It seemed as if everything was moving in slow motion as I walked into my AP Government class to take my final. Not too far into that period, inevitably, I received my first “What was your score?” of the day.
I had prepared myself for the question the night before. “Just decline to answer,” I thought. “Don’t compare your score to other people’s scores.” We all know that it’s easier said than done. To continuously hear conversation about who got what score is a hard task in itself- then to not compare your score to theirs? It seems impossible.
The advice seems generic, but in order to maintain your sanity, you must block out the outside noise demanding what your test scores should be. Comparison is the thief of joy. It should not be good news to you that you did better than so-and-so, just like someone else’s higher score shouldn’t crush your confidence.
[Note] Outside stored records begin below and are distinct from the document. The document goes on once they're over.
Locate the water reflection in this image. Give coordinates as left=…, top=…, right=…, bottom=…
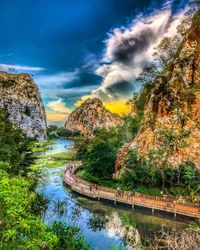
left=38, top=140, right=191, bottom=250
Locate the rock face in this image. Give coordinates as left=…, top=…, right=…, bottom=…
left=65, top=98, right=122, bottom=137
left=0, top=72, right=46, bottom=141
left=116, top=11, right=200, bottom=172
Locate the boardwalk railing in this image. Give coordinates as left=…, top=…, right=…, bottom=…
left=64, top=166, right=200, bottom=218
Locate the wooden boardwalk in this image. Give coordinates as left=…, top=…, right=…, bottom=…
left=64, top=167, right=200, bottom=218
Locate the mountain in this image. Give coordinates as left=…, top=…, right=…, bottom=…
left=116, top=11, right=200, bottom=175
left=65, top=98, right=122, bottom=137
left=0, top=72, right=46, bottom=140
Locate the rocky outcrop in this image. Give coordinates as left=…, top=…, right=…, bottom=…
left=65, top=98, right=122, bottom=137
left=0, top=72, right=46, bottom=140
left=116, top=11, right=200, bottom=174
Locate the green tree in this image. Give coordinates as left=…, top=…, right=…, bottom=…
left=0, top=109, right=35, bottom=175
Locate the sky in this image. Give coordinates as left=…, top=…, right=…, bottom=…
left=0, top=0, right=187, bottom=125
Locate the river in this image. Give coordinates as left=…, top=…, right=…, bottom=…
left=37, top=139, right=192, bottom=250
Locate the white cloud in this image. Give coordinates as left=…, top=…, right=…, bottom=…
left=85, top=4, right=183, bottom=100
left=47, top=99, right=72, bottom=114
left=35, top=71, right=78, bottom=88
left=0, top=64, right=45, bottom=71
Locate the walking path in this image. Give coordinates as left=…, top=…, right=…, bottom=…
left=64, top=166, right=200, bottom=218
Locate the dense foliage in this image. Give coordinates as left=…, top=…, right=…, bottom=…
left=0, top=109, right=34, bottom=175
left=47, top=125, right=79, bottom=139
left=0, top=110, right=90, bottom=250
left=122, top=149, right=200, bottom=196
left=75, top=113, right=141, bottom=183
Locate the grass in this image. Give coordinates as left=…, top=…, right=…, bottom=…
left=76, top=169, right=164, bottom=196
left=32, top=140, right=53, bottom=153
left=32, top=140, right=76, bottom=170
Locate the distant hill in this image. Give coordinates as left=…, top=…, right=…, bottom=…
left=0, top=72, right=46, bottom=140
left=65, top=98, right=122, bottom=137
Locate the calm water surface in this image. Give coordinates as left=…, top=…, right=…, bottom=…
left=38, top=139, right=191, bottom=250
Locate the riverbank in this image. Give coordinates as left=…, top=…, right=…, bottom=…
left=34, top=139, right=194, bottom=250
left=64, top=165, right=200, bottom=218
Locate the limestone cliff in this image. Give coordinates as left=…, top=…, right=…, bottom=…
left=65, top=98, right=121, bottom=136
left=116, top=11, right=200, bottom=174
left=0, top=72, right=46, bottom=140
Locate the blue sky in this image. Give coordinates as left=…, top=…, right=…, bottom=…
left=0, top=0, right=187, bottom=122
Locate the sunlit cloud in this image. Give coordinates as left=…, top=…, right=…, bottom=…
left=0, top=64, right=45, bottom=71
left=35, top=71, right=78, bottom=89
left=77, top=1, right=184, bottom=108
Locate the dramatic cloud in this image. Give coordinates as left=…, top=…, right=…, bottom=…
left=35, top=71, right=78, bottom=90
left=0, top=64, right=45, bottom=71
left=84, top=4, right=183, bottom=101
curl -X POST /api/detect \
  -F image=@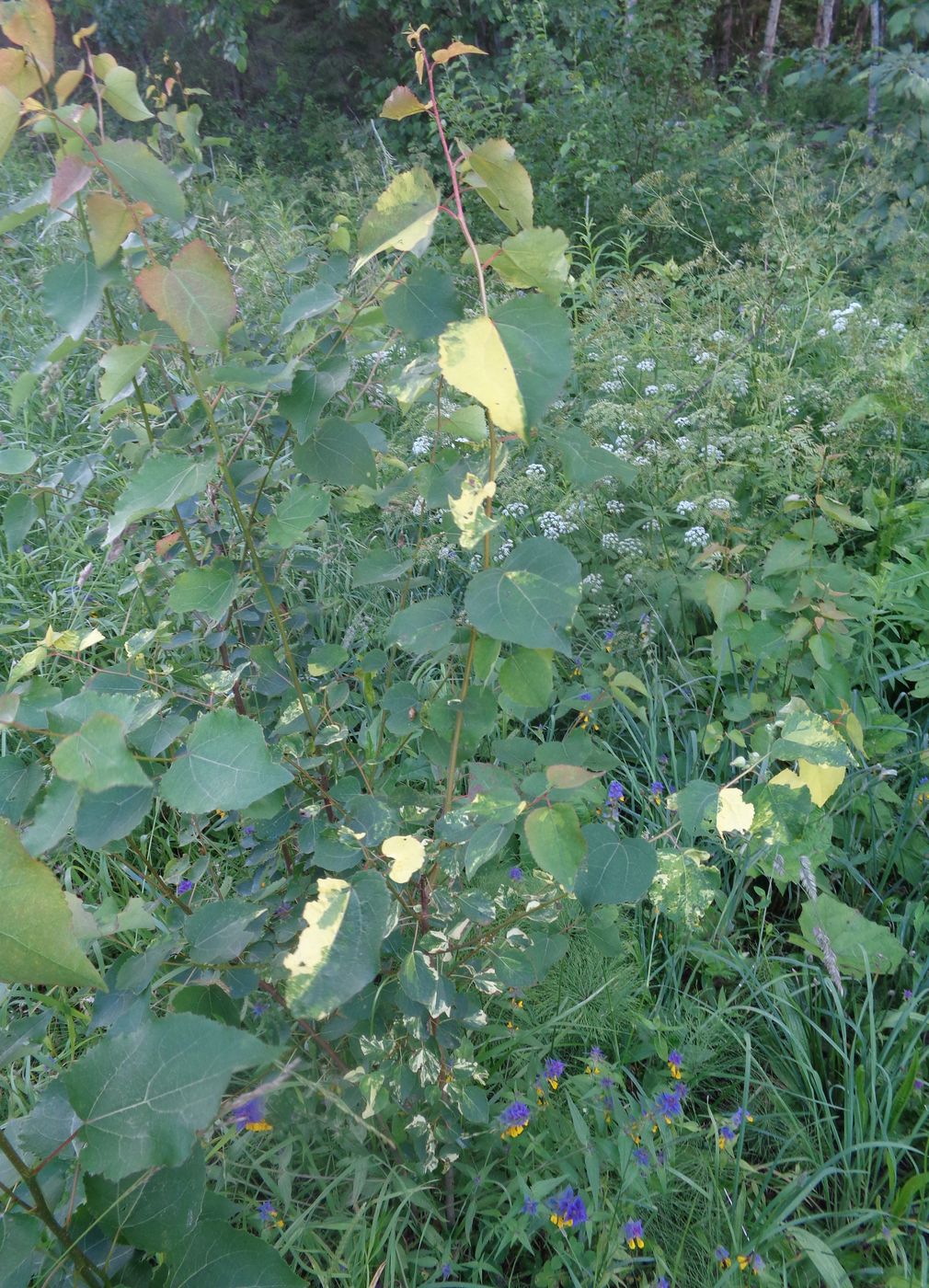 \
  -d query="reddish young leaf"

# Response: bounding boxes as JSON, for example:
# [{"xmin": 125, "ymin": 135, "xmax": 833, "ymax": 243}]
[{"xmin": 135, "ymin": 238, "xmax": 235, "ymax": 349}]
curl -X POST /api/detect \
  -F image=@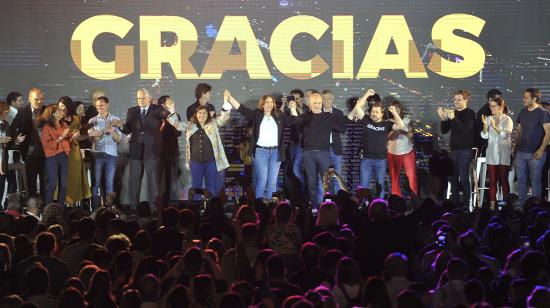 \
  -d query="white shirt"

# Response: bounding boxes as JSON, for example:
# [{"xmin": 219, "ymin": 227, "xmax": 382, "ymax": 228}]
[
  {"xmin": 6, "ymin": 106, "xmax": 17, "ymax": 125},
  {"xmin": 323, "ymin": 107, "xmax": 332, "ymax": 144},
  {"xmin": 139, "ymin": 104, "xmax": 151, "ymax": 116},
  {"xmin": 256, "ymin": 115, "xmax": 279, "ymax": 147},
  {"xmin": 388, "ymin": 116, "xmax": 414, "ymax": 155},
  {"xmin": 480, "ymin": 114, "xmax": 514, "ymax": 166}
]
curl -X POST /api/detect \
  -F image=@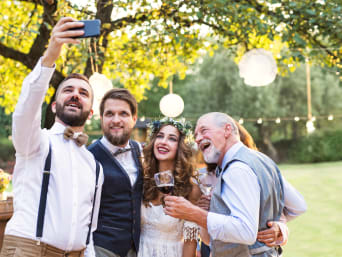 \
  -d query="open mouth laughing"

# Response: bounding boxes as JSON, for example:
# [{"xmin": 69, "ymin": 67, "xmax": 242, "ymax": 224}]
[{"xmin": 199, "ymin": 139, "xmax": 211, "ymax": 152}]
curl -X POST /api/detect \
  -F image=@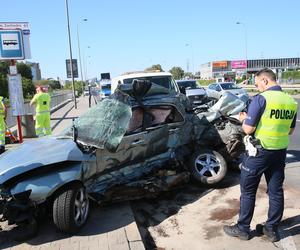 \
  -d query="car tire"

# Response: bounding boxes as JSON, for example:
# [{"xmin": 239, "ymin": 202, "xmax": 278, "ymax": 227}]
[
  {"xmin": 188, "ymin": 149, "xmax": 227, "ymax": 185},
  {"xmin": 53, "ymin": 185, "xmax": 89, "ymax": 233}
]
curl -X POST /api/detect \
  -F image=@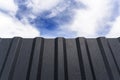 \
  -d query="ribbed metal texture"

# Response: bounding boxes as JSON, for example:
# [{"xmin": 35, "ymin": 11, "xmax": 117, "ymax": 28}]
[{"xmin": 0, "ymin": 37, "xmax": 120, "ymax": 80}]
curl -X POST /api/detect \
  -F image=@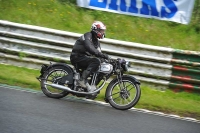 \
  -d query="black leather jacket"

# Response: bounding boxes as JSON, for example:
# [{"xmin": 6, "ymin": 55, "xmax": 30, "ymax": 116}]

You should hold yourself to your own standard. If you fail to meet your standards, then you have the right to be disappointed.
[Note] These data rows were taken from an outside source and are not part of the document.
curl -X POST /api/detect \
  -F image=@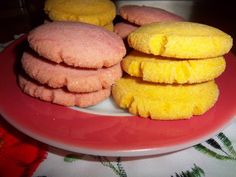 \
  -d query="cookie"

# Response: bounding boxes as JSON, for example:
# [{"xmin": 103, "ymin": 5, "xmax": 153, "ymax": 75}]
[
  {"xmin": 44, "ymin": 0, "xmax": 116, "ymax": 26},
  {"xmin": 28, "ymin": 22, "xmax": 126, "ymax": 68},
  {"xmin": 21, "ymin": 52, "xmax": 122, "ymax": 92},
  {"xmin": 112, "ymin": 78, "xmax": 219, "ymax": 120},
  {"xmin": 120, "ymin": 5, "xmax": 183, "ymax": 25},
  {"xmin": 128, "ymin": 22, "xmax": 233, "ymax": 59},
  {"xmin": 18, "ymin": 75, "xmax": 111, "ymax": 107},
  {"xmin": 122, "ymin": 51, "xmax": 226, "ymax": 84},
  {"xmin": 103, "ymin": 22, "xmax": 114, "ymax": 32},
  {"xmin": 114, "ymin": 22, "xmax": 138, "ymax": 39}
]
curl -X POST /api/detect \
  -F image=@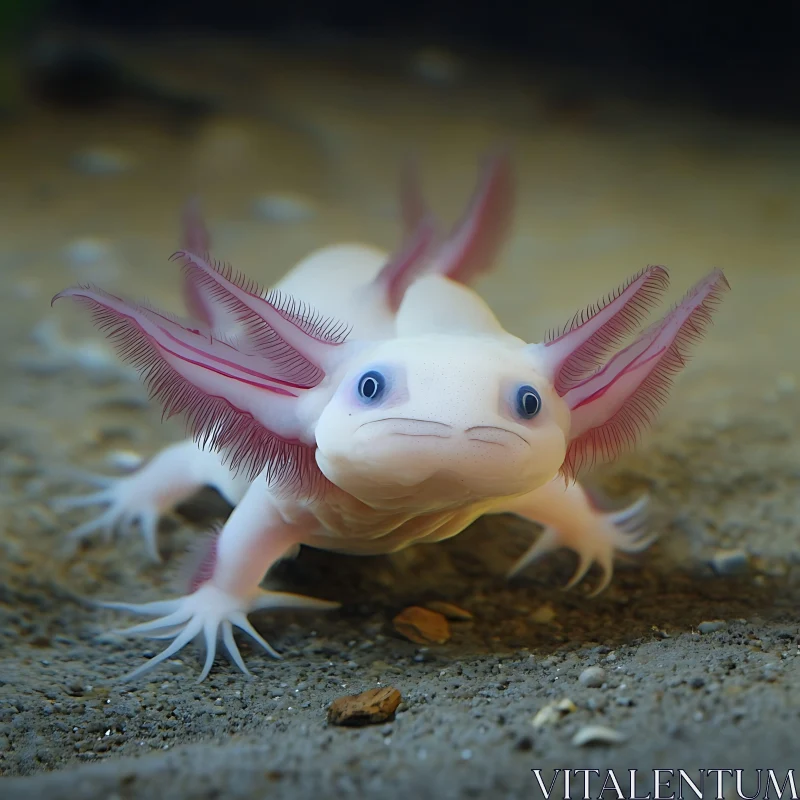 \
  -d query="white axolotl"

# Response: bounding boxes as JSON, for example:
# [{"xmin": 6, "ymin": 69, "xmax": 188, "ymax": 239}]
[{"xmin": 57, "ymin": 156, "xmax": 728, "ymax": 680}]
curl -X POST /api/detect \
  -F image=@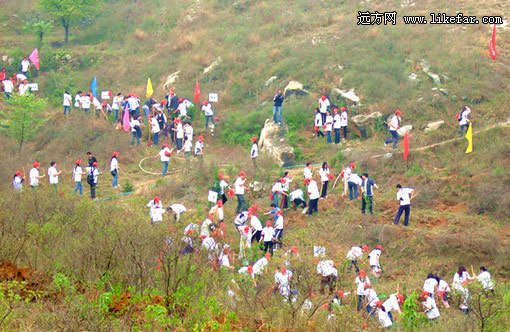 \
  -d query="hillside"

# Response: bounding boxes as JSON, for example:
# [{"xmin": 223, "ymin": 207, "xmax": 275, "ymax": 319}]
[{"xmin": 0, "ymin": 0, "xmax": 510, "ymax": 331}]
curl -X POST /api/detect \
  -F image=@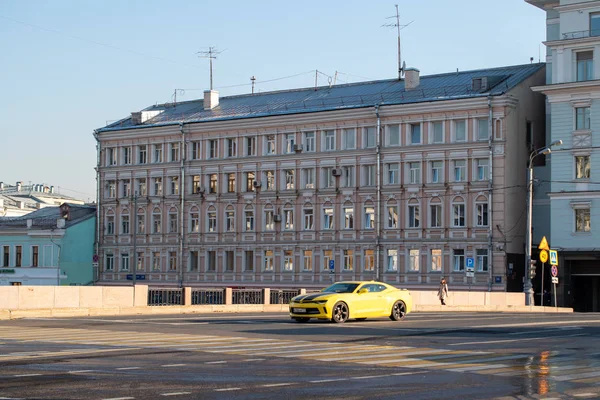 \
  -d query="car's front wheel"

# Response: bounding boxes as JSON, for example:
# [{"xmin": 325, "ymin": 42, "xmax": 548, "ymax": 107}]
[
  {"xmin": 331, "ymin": 301, "xmax": 350, "ymax": 324},
  {"xmin": 390, "ymin": 300, "xmax": 406, "ymax": 321}
]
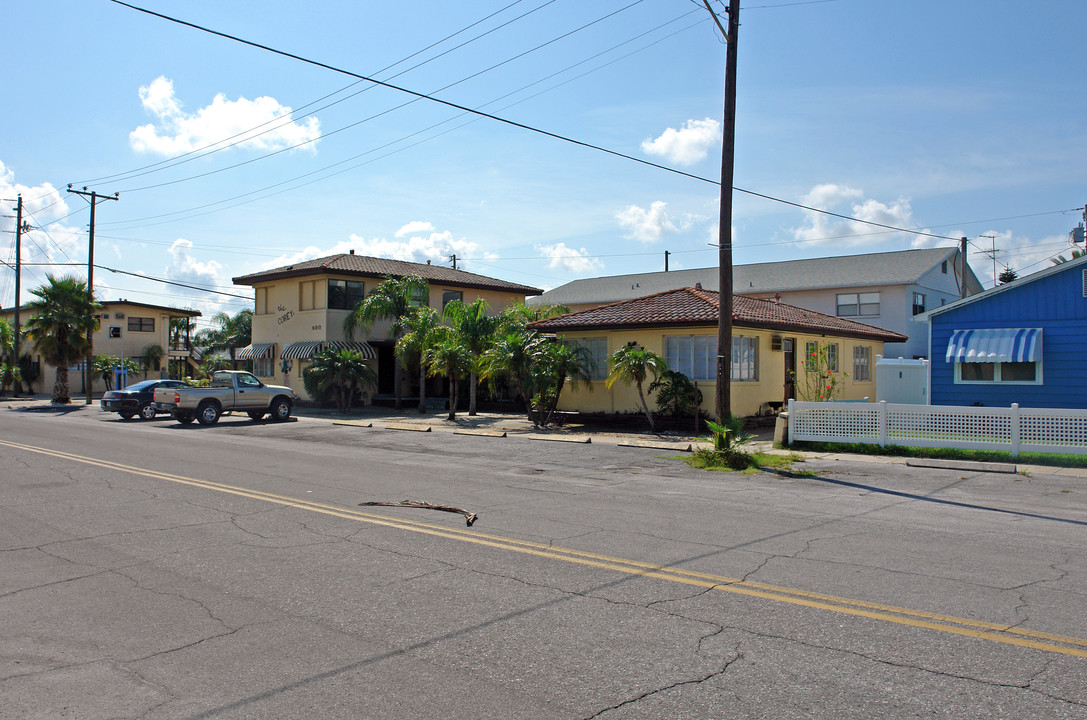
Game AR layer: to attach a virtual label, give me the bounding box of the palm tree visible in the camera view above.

You’ll hear it a million times: take it again, study harder, strengthen your weaknesses, and get better with timing. Although standardized tests do hold a weight on your college admission and on how many scholarship dollars you receive, remember that you have so much more to offer than a test score.
With this being said, if you lack in test scores, excel with your grades. Excel in your extracurriculars. Take the most rigorous courses your school offers. Enroll in dual enrollment. Get a job. Build your resume. If you were unable to excel during your high school career, inform your colleges of the obstacles that prevented you from exceeding your potential in your essays. Remember, you are more than your score.